O bom momento, entretanto, coloca embaixo do tapete uma bomba-relógio que cresce a cada dia: o peso da dívida pública. Por conta das reduções de impostos e o aumento das despesas militares, a dívida bateu o recorde histórico em 2018 e chegou a US$ 22 trilhões, superior ao PIB do país. O déficit é de quase US$ 780 bilhões.
Um relatório alarmante divulgado pelo Tesouro americano sublinhou que, nesse ritmo, o pagamento de juros da dívida poderá se tornar insustentável em 2024. Por enquanto, a situação se mantém sob controle graças porque o país consegue se financiar a uma taxa inferior a 3%.
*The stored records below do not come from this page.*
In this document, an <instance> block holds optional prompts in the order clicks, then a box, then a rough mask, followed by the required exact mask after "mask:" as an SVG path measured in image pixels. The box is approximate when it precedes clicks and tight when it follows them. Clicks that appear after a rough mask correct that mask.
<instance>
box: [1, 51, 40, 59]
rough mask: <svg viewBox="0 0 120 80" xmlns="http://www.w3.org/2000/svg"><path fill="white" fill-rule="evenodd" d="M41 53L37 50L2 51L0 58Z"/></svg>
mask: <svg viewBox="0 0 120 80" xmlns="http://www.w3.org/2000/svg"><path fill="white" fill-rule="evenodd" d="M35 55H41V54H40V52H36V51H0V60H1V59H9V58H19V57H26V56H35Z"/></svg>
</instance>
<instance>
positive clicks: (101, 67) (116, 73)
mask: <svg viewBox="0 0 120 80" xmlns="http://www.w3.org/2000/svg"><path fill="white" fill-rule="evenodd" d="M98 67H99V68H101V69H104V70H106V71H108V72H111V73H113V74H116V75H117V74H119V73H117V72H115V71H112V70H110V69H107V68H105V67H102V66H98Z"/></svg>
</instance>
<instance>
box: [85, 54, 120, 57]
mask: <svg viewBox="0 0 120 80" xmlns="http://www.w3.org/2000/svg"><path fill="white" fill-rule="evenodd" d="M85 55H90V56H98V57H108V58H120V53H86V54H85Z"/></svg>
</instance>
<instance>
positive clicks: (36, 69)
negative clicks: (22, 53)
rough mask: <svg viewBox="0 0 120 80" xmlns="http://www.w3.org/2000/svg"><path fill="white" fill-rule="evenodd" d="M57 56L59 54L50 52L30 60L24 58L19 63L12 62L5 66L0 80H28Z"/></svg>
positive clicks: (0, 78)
“O déficit orçamentário está muito elevado. Em período de forte crescimento e alta do ciclo econômico, significa que, em algum momento, será necessário tomar medidas restritivas, senão a dívida pública vai aumentar sem limites”, explica Henri Sterdyniak, que estuda a economia internacional. “Existe esse calcanhar de Aquiles que, a curto prazo, não incomoda. Ele se beneficia do fato de que ao Banco Central não aumenta rapidamente as taxas de juros e os mercados financeiros não estão especulando contra o dólar.”
Trump desafia “Bíblia” dos economistas
Além disso, a conjuntura internacional também ajuda - o Brexit foi adiado, a China voltou a crescer e a Europa vai relativamente bem. Grandes economistas, como os vencedores do Nobel Joseph Stiglitz e Edmund Phelps, já comentaram que a chamada Trumpeconomics na realidade não existe: a política econômica comandada pelo republicano desafia as prerrogativas da maioria dos especialistas.
“Donald Trump vai contra todos os preceitos econômicos porque ele mantém um déficit público alto e está atacando o livre comércio. Ou seja, está diametralmente no sentido inverso da Bíblia de muitos economistas, que prega o equilíbrio orçamentário e o livre comércio”, nota Sterdyniak. “Nadando contra a corrente, Trump tem uma política agressiva que funciona.”
O presidente desfruta dos maiores índices de aprovação desde que assumiu a Casa Branca, em 2016: nesta terça-feira, uma pesquisa publicada pelo Instituto Gallup indicou que 46% dos americanos aprovam o governo (mas 50% desaprovam). Outra sondagem encomendada pela CNN no fim de abril mostrou que, na economia, a maioria dos entrevistados, 56%, está satisfeita.